Inman Line’s City of New York (1888) had it all: speed, beauty, and thrills.
City of New York was launched on 15 March 1888. The launch took place not in New York, or even in the US, but at the J&G Thomson shipyard in Clydebank. The new liner was, however, named by New York-born Lady Randolph Churchill, mother of future UK prime minister Sir Winston Churchill.
The 10,499 GRT City of New York was 528 feet long with a 63-foot beam. She featured three masts and three funnels. The vessel, which could accommodate 1,740 passengers and 362 crewmembers, reached 20.2 knots during her speed trials.
Like her sister ship, City of Paris, which was launched the same year, City of New York was noteworthy for being one of the first liners equipped with twin-screw propellers.
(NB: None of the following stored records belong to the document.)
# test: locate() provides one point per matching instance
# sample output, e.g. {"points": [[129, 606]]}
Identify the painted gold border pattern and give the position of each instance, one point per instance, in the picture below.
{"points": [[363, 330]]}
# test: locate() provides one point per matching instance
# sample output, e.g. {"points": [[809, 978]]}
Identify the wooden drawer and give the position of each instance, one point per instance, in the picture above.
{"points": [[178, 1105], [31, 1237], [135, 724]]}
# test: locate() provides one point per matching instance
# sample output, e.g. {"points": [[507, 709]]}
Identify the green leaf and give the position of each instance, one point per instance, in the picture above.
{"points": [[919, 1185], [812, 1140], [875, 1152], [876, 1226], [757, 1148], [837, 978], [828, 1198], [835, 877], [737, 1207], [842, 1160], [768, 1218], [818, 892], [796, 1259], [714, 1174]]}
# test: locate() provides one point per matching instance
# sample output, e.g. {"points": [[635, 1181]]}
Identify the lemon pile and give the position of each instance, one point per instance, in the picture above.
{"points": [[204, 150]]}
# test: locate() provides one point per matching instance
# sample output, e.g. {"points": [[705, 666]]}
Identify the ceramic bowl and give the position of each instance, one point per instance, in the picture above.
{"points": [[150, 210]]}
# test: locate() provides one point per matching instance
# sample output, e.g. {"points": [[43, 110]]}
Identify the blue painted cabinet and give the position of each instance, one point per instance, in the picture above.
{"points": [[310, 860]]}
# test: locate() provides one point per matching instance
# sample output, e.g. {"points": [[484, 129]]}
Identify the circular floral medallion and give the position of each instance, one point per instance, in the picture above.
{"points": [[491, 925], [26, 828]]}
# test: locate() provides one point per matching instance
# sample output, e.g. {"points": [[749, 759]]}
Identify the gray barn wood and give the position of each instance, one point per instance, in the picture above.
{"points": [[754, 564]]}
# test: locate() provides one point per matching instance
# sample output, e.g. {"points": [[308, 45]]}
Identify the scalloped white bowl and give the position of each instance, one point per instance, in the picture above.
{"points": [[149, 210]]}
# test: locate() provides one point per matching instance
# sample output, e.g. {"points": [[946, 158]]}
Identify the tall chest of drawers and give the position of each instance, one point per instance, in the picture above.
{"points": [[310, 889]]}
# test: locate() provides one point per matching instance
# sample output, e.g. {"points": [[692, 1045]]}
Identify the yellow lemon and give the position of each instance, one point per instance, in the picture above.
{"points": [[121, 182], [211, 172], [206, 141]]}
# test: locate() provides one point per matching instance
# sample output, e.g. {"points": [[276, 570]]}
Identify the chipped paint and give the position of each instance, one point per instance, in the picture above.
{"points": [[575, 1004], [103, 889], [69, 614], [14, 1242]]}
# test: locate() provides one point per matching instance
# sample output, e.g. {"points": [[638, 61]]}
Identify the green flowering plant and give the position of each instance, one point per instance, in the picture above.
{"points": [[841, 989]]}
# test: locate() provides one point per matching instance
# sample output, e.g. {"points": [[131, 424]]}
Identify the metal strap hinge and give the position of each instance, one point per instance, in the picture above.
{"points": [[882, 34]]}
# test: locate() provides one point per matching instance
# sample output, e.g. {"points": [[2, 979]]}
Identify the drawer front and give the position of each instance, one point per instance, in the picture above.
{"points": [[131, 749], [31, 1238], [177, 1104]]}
This experiment in propulsion proved to be an immediate success—a fact that no doubt helped the liner’s capture of the Blue Riband from former holders Umbria (1884) Etruria (1885) and of Cunard Line.
Paris ultimately proved to be the faster of the two ships. Both liners, however, sailed long and successfully. In 1893, the vessels were merged into American Line. At that point, their names were shortened to New York and Paris, respectively. Both ships sailed for the US in the Spanish-American War. In 1903, both liners were remodeled by having a mast and a funnel removed.
New York would make news—and nearly rewrite history—on 10 April 1912 when she almost collided with White Star Line’s Titanic (1912) as the latter ship departed Southampton on her maiden voyage.
New York was scrapped in Genoa in 1923.